Book review: Evidence-Based Technical Analysis: Applying the Scientific Method and Statistical Inference to Trading Signals, by David Aronson.
This is by far the best book I’ve seen that is written for professional stock market traders. That says more about the wishful thinking that went into other books that attempt to analyze trading rules than it does about this author’s brilliance. There are probably books about general data mining that would provide more rigorous descriptions of the relevant ideas, but they would require more effort to find the ideas that matter most to traders.
There hasn’t been much demand for rigorous analysis of trading systems because people who understand how hard it is to do it well typically pick a different career, leaving the field populated with people who overestimate their ability to develop trading systems. That means many traders won’t like the message this book sends because it doesn’t come close to fitting their preconceptions about how to make money. It is mostly devoted to explaining how to avoid popular and tempting mistakes.
Although the book only talks specifically about technical analysis, the ideas in it can be applied with little change to a wide variety of financial and political forecasting problems.
He is occasionally careless.

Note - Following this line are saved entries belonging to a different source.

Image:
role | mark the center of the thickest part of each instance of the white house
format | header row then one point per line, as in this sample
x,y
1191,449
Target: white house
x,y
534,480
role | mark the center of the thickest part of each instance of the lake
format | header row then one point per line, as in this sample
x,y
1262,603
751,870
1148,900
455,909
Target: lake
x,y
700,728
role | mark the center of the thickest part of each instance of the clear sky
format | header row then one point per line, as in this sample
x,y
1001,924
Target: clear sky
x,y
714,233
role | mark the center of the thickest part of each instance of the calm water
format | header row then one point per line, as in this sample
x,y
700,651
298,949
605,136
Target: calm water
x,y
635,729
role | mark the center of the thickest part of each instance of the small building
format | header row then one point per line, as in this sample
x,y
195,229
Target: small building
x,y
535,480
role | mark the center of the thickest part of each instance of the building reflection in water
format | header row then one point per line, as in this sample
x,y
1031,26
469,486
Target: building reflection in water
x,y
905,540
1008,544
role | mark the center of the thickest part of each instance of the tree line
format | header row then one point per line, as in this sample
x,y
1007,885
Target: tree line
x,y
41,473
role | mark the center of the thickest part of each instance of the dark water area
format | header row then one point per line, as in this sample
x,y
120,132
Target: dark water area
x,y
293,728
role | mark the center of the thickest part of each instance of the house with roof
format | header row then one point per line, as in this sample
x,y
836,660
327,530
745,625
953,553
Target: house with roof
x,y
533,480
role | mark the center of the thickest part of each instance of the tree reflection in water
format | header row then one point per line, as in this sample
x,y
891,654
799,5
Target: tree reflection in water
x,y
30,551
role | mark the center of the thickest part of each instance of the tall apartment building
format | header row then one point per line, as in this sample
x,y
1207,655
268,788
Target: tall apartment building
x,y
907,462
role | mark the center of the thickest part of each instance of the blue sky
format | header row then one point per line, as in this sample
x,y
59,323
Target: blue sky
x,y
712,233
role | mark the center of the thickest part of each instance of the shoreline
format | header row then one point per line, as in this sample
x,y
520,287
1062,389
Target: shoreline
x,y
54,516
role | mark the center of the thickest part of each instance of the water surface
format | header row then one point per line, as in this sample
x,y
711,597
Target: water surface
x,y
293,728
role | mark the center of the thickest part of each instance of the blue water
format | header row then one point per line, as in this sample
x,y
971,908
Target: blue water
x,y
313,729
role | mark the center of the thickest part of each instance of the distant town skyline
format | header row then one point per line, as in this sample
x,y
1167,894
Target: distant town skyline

For example: “All other things being equal, a TA rule that is successful 52 percent of the time is less valuable than one that works 70 percent of the time.” There might be a way of interpreting this that is true, but it’s easy for people to mistake this for a useful metric, when it has little correlation with good returns on investment. It’s quite common for a system’s returns to be dominated by a few large gains or losses rather than the frequency of success.
The book manages to spell Occam three different ways!
Unfortunately, most of the writing on technical analysis out there is crap – abjectly untested or over-fit. People just don’t give away their good systems. (And blogging tends to favor those whose expertise doesn’t involve something proprietary!) I did glance at this book once and it seemed to be better than most though.